大気圏再突入のためにモジュールから切り離させたREV

  読者の皆さんの中には、「ICBMを保有していると言ったって、再突入可能なミサイルだけでは不十分であろう。なんといっても、肝心の核弾頭がなければICBMにはならない」と思う向きもあるが、とんでもない間違いである。これも4年前に書いたように、1996年の高速増殖炉「もんじゅ」の事故に見せかけて、青森県の六ヶ所村の核燃料再処理施設に、当時既に広島型原爆500発分のプルトニウムを日本は溜め込んだのである。

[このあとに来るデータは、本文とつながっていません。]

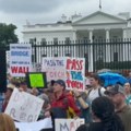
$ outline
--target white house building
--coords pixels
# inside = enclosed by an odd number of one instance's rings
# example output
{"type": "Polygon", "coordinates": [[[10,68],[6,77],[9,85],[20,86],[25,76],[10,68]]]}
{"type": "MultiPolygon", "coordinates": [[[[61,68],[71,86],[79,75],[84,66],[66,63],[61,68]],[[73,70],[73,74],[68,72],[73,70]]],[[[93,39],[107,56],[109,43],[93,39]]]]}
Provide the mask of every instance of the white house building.
{"type": "Polygon", "coordinates": [[[24,41],[34,38],[37,41],[130,38],[131,20],[129,12],[111,15],[97,11],[84,17],[75,14],[71,21],[62,15],[62,21],[53,24],[31,25],[27,23],[22,33],[24,41]]]}
{"type": "MultiPolygon", "coordinates": [[[[72,17],[67,20],[66,15],[62,15],[62,21],[59,21],[53,24],[35,24],[31,25],[27,23],[23,26],[23,39],[26,43],[29,41],[52,41],[51,44],[58,44],[59,41],[69,41],[69,40],[78,40],[85,39],[91,40],[93,43],[94,39],[117,39],[117,38],[131,38],[131,19],[129,12],[119,13],[118,15],[111,15],[102,11],[94,12],[87,16],[82,15],[72,15],[72,17]]],[[[58,44],[59,45],[59,44],[58,44]]],[[[123,60],[129,60],[128,56],[130,56],[131,49],[128,47],[129,53],[124,55],[124,52],[117,52],[118,60],[121,60],[121,56],[123,60]]],[[[111,48],[106,46],[104,49],[104,53],[106,57],[105,61],[114,61],[114,53],[110,55],[111,48]]],[[[78,51],[76,48],[74,48],[78,51]]],[[[53,50],[55,51],[55,50],[53,50]]],[[[61,56],[61,51],[58,51],[58,56],[61,56]]],[[[66,50],[64,50],[66,51],[66,50]]],[[[47,56],[50,56],[49,51],[46,51],[47,56]]],[[[92,47],[87,49],[90,67],[88,70],[93,70],[93,49],[92,47]]],[[[75,55],[76,56],[76,55],[75,55]]],[[[97,56],[97,55],[96,55],[97,56]]],[[[83,56],[81,56],[83,57],[83,56]]],[[[131,58],[130,58],[131,59],[131,58]]],[[[97,59],[96,59],[97,60],[97,59]]]]}

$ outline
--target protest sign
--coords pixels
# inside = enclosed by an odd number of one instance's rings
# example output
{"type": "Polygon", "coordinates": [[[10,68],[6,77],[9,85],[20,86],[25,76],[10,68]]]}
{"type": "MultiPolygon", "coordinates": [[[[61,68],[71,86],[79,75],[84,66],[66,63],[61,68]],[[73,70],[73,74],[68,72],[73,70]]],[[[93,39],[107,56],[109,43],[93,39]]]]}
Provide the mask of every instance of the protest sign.
{"type": "Polygon", "coordinates": [[[47,74],[47,81],[66,80],[66,58],[43,58],[41,70],[47,74]]]}
{"type": "Polygon", "coordinates": [[[29,44],[10,45],[10,74],[25,76],[32,69],[32,46],[29,44]]]}
{"type": "Polygon", "coordinates": [[[14,120],[33,122],[37,120],[43,104],[43,99],[14,88],[4,112],[14,120]]]}
{"type": "Polygon", "coordinates": [[[51,118],[45,118],[36,122],[15,122],[15,127],[19,131],[40,131],[41,129],[51,129],[51,118]]]}
{"type": "Polygon", "coordinates": [[[66,73],[67,90],[85,90],[85,59],[68,58],[66,73]]]}
{"type": "Polygon", "coordinates": [[[28,87],[47,87],[46,72],[28,72],[26,80],[28,87]]]}
{"type": "Polygon", "coordinates": [[[0,49],[0,93],[7,91],[7,61],[5,50],[0,49]]]}
{"type": "Polygon", "coordinates": [[[81,124],[84,124],[84,119],[56,119],[56,131],[75,131],[81,124]]]}

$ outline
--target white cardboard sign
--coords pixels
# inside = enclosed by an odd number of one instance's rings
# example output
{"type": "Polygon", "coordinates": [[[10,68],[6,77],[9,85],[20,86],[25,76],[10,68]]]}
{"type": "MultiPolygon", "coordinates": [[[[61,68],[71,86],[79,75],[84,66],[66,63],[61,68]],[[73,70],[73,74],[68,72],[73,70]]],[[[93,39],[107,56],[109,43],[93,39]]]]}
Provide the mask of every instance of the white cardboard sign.
{"type": "Polygon", "coordinates": [[[10,45],[10,74],[25,76],[32,70],[32,46],[29,44],[10,45]]]}
{"type": "Polygon", "coordinates": [[[41,70],[47,74],[47,81],[66,80],[66,58],[43,58],[41,70]]]}
{"type": "Polygon", "coordinates": [[[84,124],[84,119],[56,119],[56,131],[75,131],[81,124],[84,124]]]}
{"type": "Polygon", "coordinates": [[[43,104],[43,99],[14,88],[4,112],[10,115],[14,120],[33,122],[37,120],[43,104]]]}

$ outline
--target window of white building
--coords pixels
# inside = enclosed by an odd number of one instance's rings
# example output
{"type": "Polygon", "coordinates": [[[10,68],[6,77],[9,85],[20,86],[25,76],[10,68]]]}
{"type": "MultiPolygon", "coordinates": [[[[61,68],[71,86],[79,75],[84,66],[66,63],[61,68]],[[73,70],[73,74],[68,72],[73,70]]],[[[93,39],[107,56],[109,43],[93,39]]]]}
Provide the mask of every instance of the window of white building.
{"type": "Polygon", "coordinates": [[[71,44],[71,39],[70,37],[66,37],[66,41],[64,41],[67,45],[71,44]]]}
{"type": "Polygon", "coordinates": [[[41,38],[41,45],[47,45],[46,38],[41,38]]]}
{"type": "Polygon", "coordinates": [[[53,38],[53,45],[58,45],[58,38],[53,38]]]}

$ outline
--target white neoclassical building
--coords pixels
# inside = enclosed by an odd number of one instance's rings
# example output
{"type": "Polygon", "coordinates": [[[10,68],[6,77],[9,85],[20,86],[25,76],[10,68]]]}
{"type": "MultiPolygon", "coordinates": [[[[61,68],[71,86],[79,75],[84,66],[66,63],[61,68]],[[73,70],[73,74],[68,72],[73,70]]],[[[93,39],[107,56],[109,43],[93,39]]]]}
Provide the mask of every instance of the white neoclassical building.
{"type": "Polygon", "coordinates": [[[34,38],[37,41],[130,38],[131,20],[129,12],[111,15],[97,11],[87,16],[72,15],[70,21],[62,15],[62,21],[53,24],[27,23],[22,33],[27,43],[34,38]]]}
{"type": "MultiPolygon", "coordinates": [[[[80,14],[72,15],[72,17],[67,20],[66,15],[62,15],[62,20],[58,21],[57,23],[52,24],[35,24],[32,25],[27,23],[24,25],[23,28],[23,39],[26,43],[33,41],[52,41],[51,44],[58,44],[59,41],[69,41],[69,40],[79,40],[85,39],[90,40],[91,43],[94,39],[119,39],[119,38],[131,38],[131,19],[129,12],[119,13],[118,15],[111,15],[105,13],[103,11],[94,12],[87,16],[82,16],[80,14]]],[[[48,44],[48,43],[47,43],[48,44]]],[[[58,44],[59,45],[59,44],[58,44]]],[[[75,52],[78,52],[76,48],[73,48],[75,52]]],[[[84,52],[88,56],[88,71],[93,71],[93,49],[91,48],[83,48],[84,52]]],[[[104,61],[110,62],[115,61],[115,56],[117,56],[118,61],[126,61],[129,60],[131,53],[131,49],[126,46],[121,46],[119,50],[114,50],[110,53],[111,48],[107,45],[105,49],[103,48],[103,57],[104,61]],[[122,48],[128,49],[126,55],[122,48]],[[122,50],[122,51],[121,51],[122,50]],[[122,58],[122,59],[121,59],[122,58]]],[[[41,51],[41,50],[39,50],[41,51]]],[[[38,51],[38,52],[39,52],[38,51]]],[[[45,50],[43,50],[44,52],[45,50]]],[[[53,50],[55,52],[56,50],[53,50]]],[[[64,50],[66,52],[67,50],[64,50]]],[[[47,56],[50,57],[50,52],[45,51],[47,56]]],[[[97,52],[97,51],[96,51],[97,52]]],[[[95,61],[99,59],[99,53],[95,52],[95,61]]],[[[61,56],[61,49],[57,49],[58,56],[61,56]]],[[[71,50],[70,50],[71,53],[71,50]]],[[[76,55],[76,53],[75,53],[76,55]]],[[[103,56],[102,55],[102,56],[103,56]]],[[[38,55],[39,56],[39,55],[38,55]]],[[[76,56],[78,57],[78,56],[76,56]]],[[[81,57],[84,57],[84,55],[81,57]]],[[[131,58],[130,58],[131,60],[131,58]]],[[[40,60],[39,60],[40,61],[40,60]]]]}

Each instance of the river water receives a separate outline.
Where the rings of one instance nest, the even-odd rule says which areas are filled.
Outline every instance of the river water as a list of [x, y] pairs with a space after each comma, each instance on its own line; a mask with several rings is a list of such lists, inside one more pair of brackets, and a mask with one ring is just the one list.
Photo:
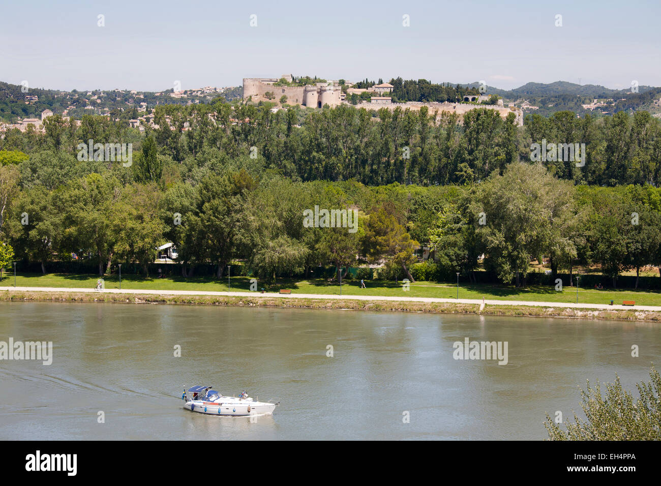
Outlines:
[[[467, 337], [507, 342], [507, 364], [455, 359]], [[3, 440], [543, 439], [586, 380], [635, 391], [661, 363], [657, 324], [479, 315], [0, 302], [10, 338], [53, 356], [0, 360]], [[194, 413], [194, 384], [281, 405]]]

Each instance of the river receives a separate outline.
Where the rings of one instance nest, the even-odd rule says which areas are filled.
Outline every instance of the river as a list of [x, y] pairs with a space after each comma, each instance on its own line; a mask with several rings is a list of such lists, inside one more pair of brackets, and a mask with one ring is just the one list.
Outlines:
[[[646, 323], [0, 302], [0, 341], [53, 343], [50, 365], [0, 360], [0, 439], [541, 440], [545, 412], [580, 412], [586, 380], [648, 380], [660, 337]], [[507, 364], [455, 359], [465, 338], [506, 342]], [[281, 404], [253, 422], [194, 413], [194, 384]]]

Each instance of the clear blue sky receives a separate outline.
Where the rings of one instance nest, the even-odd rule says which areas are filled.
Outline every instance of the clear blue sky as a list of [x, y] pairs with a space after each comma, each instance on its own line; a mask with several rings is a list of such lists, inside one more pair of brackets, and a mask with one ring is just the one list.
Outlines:
[[658, 0], [2, 0], [0, 12], [0, 81], [35, 88], [188, 89], [290, 73], [661, 86]]

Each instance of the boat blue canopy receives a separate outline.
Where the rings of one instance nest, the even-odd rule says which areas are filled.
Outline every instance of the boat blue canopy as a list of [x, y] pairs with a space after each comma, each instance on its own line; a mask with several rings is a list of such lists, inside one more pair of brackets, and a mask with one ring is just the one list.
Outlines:
[[202, 386], [202, 385], [196, 385], [195, 386], [192, 386], [188, 389], [188, 392], [191, 393], [199, 393], [200, 391], [204, 391], [206, 389], [211, 388], [211, 386]]

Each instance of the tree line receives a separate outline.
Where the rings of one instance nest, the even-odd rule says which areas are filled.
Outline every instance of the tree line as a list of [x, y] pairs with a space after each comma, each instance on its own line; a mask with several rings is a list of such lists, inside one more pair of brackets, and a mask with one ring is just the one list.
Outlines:
[[[436, 275], [474, 279], [483, 267], [520, 285], [535, 259], [547, 259], [554, 274], [598, 264], [613, 285], [627, 270], [660, 264], [661, 195], [656, 183], [636, 180], [654, 182], [655, 119], [565, 114], [531, 117], [519, 129], [494, 114], [469, 112], [463, 125], [444, 115], [436, 125], [422, 110], [389, 118], [348, 106], [272, 113], [220, 102], [157, 108], [159, 128], [145, 136], [108, 117], [76, 126], [55, 116], [44, 134], [11, 132], [0, 141], [0, 234], [15, 258], [40, 262], [44, 272], [75, 254], [101, 274], [122, 262], [146, 272], [167, 241], [184, 276], [212, 263], [220, 278], [239, 259], [265, 278], [371, 263], [413, 280], [424, 274], [414, 255], [422, 247], [438, 261], [425, 264]], [[602, 184], [586, 180], [604, 177], [590, 168], [589, 148], [580, 167], [519, 156], [521, 137], [570, 140], [579, 132], [603, 145], [598, 165], [613, 177]], [[439, 133], [447, 136], [440, 147]], [[79, 160], [77, 145], [91, 139], [134, 143], [132, 165]], [[455, 143], [465, 158], [444, 169], [442, 183], [413, 177], [415, 164], [416, 174], [437, 171], [435, 151], [452, 153]], [[408, 147], [411, 159], [389, 163], [395, 147]], [[362, 166], [360, 154], [371, 150], [385, 156]], [[315, 206], [356, 210], [358, 230], [305, 227], [303, 212]]]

このプルトニウムはその後も日々増え続け(註:日本国内には52基の稼働中の原発があり、毎日大量のプルトニウムが「燃えかす」として蓄積されて行っている)、現在では恐らく原爆1,500発分くらいのプルトニウムを、日本はIAEA(国際原子力機関)の査察を掻い潜って、保有しているであろう。ひょっとすると、この時期、相次いで、東京電力の原発管理についての不祥事が公表されたのも、各地で反対運動を起こさせて、プルトニウムを消費する(させられる)「プルサーマル原発」を実施できないようにさせるための「作戦」かもしれない…。

  核爆弾を造る技術そのものが、そんなに難しい技術ではないことは、途上国であるインドやパキスタンでも核保有国になれることからも解るだろう。日本の工業技術力と経済力を持ってすれば、核爆弾を大量生産すること自体は極めて簡単な作業である。むしろ、第三国にバレずに核爆弾の材料であるプルトニウムを溜め込むことのほうが難しいのである。イラク攻撃を正当化したい米英両国政府は、最近、盛んに「プルトニウムさえ手に入れることができれば、フセイン政権は5カ月で核兵器を持つことができ、中東の安定に極めて悪い影響を与えるであろう」と喧伝しているのが、誰でも核兵器を造れることの良い証拠である。


▼21世紀の種子島銃は何を変えるのか

  そのような状況下で、日本が今回、一度に複数の衛星を飛ばすことのできるロケットを開発したというのは、まさに、戦略核兵器の世界で呼ぶところの複数核弾頭個別目標ミサイル(MIRV=Multiple Independently targetable Re-entry Vehicles)と呼ばれる戦略核ミサイルを開発したということそのものである。旧型の核ミサイルのように、1機のミサイルから1発の核弾頭を落とすのではなく、打ち上げたミサイルが、軌道上からいくつかの核弾頭を個別に降ろし、あたかも路線バスがお客さんを一人一人降ろしながら運航するように、それぞれの核弾頭が、誘導された個別の標的に向かって大気圏に再突入するのである。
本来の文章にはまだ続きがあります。